We reached out to Kelly D’Angelo to get her thoughts on how publishers could improve going forward, and she gave this statement:

To my understanding from what I’ve seen, the response from Marvel was simply an apology. Sadly, we often don’t even get an apology as a people, so that’s a good first step. Acknowledgement.

But to stop the true negligence and harm from these racist depictions and caricatures of our deceased, current, or hypothetical relatives, it’s about more than just “acknowledgement”. It’s about having proper safeguards in place to avoid something like this from happening again. It’s about making us a part of the conversation, minimally, through consultancy or sensitivity reading. But in a hopeful world, we’d be the ones in the room, making the choices, contributing to the art, or writing the words. If one of us was involved in one step of the creation of this comic, someone would have said something.

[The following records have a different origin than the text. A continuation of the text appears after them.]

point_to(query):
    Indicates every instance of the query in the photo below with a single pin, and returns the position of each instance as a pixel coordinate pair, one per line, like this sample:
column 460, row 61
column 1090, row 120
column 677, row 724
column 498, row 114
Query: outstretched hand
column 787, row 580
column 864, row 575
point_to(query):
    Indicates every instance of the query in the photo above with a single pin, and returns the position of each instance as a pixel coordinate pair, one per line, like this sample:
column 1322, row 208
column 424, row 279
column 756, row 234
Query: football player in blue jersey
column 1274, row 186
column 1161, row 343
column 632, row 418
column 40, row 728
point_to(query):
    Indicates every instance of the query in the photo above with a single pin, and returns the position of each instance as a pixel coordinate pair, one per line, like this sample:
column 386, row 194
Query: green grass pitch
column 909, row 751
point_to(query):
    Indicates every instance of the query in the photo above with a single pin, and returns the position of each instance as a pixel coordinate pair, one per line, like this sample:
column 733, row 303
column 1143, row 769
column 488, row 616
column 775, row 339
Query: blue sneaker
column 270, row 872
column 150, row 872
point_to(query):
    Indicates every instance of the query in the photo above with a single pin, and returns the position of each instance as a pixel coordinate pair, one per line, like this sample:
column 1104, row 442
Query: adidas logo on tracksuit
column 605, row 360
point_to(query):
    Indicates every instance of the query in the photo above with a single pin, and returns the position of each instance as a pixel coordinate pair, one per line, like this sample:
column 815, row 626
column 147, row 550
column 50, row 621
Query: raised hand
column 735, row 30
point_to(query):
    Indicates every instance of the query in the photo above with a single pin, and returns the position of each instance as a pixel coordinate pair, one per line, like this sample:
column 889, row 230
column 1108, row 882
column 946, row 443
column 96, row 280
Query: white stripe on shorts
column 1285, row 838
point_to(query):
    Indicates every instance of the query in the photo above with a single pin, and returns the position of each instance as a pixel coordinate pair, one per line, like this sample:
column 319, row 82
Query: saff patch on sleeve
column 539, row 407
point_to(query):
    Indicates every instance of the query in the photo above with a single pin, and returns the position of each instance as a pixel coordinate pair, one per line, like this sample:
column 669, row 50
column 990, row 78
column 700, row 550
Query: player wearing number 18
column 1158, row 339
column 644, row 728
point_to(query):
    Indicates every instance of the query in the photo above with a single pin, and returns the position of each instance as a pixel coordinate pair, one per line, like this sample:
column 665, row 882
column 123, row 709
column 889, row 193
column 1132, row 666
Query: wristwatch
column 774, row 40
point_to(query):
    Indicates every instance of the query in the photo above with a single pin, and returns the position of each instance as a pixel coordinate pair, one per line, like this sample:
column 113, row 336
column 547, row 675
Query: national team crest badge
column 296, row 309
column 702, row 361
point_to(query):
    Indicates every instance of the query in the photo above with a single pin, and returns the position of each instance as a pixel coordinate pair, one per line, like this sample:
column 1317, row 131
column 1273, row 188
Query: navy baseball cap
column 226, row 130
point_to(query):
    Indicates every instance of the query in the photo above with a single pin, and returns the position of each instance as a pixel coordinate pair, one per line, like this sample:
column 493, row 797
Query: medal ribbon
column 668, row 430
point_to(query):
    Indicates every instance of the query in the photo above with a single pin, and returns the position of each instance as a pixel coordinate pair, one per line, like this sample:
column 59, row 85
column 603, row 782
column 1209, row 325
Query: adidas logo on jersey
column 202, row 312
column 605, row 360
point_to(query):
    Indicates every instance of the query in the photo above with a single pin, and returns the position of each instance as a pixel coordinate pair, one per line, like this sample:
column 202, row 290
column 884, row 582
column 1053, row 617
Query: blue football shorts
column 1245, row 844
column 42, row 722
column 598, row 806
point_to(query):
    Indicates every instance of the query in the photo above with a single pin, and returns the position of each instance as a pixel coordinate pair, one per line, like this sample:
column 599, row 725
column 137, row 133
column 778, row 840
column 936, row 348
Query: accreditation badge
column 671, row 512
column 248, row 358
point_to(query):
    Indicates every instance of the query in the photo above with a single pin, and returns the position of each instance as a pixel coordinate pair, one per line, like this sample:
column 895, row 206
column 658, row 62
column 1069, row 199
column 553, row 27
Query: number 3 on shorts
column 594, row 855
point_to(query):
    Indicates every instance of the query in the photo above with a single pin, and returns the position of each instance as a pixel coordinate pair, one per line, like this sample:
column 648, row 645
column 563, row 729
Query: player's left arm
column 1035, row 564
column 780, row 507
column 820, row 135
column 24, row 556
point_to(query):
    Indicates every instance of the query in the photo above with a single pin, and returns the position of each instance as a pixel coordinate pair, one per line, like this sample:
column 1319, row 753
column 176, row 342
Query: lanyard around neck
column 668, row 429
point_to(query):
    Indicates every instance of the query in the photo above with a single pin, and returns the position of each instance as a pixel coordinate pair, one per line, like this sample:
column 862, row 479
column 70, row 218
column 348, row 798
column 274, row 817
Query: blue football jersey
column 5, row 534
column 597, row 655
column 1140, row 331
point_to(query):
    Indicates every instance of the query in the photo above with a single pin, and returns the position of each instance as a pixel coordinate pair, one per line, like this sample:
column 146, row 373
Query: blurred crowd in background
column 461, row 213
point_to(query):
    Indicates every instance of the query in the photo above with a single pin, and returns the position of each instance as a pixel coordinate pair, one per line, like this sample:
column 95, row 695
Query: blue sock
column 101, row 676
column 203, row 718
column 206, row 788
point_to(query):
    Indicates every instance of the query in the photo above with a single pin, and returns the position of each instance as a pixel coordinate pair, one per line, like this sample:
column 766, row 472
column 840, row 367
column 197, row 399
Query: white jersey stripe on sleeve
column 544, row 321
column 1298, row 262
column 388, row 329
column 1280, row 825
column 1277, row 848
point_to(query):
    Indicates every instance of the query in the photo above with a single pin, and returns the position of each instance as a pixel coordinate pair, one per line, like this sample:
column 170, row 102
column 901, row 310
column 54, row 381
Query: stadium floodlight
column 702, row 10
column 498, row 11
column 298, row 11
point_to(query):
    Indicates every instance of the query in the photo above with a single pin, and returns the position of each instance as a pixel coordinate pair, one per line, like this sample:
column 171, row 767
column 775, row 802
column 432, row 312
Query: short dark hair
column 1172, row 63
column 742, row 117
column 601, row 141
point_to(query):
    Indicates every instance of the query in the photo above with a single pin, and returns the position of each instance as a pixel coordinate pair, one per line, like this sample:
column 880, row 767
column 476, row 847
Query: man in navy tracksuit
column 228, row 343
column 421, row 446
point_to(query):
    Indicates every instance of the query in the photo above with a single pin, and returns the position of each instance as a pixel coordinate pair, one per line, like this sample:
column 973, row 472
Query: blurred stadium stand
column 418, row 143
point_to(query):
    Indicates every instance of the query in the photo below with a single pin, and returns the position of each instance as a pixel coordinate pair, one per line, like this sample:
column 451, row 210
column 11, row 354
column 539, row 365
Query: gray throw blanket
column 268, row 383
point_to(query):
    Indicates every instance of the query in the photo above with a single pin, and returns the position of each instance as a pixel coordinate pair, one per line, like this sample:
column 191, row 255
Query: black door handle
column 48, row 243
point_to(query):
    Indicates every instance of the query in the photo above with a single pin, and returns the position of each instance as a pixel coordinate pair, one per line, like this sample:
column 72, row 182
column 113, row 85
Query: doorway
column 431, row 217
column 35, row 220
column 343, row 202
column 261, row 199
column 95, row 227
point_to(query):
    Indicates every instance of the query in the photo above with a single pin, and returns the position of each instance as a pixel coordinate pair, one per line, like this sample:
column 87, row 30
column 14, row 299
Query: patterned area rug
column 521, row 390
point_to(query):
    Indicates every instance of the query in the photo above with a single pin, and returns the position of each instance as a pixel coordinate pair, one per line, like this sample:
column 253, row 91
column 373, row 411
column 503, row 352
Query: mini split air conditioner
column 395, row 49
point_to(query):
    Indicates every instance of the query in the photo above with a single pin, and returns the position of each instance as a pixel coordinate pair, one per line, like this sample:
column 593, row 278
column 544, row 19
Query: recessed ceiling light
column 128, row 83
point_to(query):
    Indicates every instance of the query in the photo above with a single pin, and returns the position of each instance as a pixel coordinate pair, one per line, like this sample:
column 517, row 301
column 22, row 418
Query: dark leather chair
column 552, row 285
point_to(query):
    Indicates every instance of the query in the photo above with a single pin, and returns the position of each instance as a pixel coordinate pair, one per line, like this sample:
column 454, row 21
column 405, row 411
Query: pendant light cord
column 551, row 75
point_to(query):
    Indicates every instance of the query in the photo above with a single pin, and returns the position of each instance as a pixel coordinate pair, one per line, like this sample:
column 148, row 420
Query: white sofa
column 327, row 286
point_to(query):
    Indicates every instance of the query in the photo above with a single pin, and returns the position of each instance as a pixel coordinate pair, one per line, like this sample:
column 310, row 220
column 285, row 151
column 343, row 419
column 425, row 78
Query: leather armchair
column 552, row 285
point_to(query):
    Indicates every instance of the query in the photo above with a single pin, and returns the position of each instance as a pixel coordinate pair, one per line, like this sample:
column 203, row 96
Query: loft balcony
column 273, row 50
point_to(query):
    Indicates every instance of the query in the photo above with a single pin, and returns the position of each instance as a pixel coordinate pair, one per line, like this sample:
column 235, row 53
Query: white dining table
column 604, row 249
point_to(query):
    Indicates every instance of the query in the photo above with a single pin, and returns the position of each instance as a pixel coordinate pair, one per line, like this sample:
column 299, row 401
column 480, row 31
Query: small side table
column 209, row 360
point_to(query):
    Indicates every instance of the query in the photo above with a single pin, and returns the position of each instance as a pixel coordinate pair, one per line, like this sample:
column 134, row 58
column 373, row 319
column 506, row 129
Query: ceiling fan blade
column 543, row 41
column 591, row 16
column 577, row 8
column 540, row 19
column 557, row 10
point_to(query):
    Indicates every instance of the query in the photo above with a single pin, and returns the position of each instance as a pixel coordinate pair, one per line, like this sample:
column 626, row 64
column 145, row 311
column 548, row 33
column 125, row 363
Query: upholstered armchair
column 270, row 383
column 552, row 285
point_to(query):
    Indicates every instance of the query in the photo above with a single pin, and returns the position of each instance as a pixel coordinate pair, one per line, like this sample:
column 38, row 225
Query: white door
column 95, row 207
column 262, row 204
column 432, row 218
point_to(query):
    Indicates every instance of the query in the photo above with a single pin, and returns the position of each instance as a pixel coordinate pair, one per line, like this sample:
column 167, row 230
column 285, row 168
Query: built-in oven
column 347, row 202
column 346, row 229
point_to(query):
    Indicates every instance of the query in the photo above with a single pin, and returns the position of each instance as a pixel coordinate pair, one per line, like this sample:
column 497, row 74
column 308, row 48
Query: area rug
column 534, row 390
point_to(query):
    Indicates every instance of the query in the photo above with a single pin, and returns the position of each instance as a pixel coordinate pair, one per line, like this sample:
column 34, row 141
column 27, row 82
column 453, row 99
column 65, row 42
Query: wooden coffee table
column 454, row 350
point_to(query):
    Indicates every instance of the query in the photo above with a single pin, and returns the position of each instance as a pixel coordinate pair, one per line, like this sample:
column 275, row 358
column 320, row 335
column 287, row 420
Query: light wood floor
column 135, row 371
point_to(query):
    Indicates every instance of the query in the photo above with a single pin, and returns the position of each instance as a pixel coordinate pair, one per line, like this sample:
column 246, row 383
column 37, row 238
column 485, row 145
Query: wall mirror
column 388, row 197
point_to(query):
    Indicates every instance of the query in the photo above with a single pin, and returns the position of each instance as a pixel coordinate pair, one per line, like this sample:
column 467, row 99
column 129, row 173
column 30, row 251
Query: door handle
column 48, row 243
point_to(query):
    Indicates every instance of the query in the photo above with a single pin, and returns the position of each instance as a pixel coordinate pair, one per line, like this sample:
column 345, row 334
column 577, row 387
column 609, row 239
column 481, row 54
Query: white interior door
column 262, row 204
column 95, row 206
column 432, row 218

It’s not just about the fact they used the name of a real little Native girl who suffered. It’s about the fact we are invisible each step in the conversation. It’s about the what’s not seen, too. It’s about the reminder that to many, we don’t exist. We don’t take up an ounce of space in their minds or their thoughts. So acknowledge. But then rectify, repatriate, remove the profit channel, and invest in us, our organizations, and our communities to make a better world.”

If you want to find comics being produced by Native creators, recommendation threads linking to them were put up in wake of the controversy.

Marvel has given no official comment except through Jason Aaron himself, and this article will be updated to reflect changes as the story develops.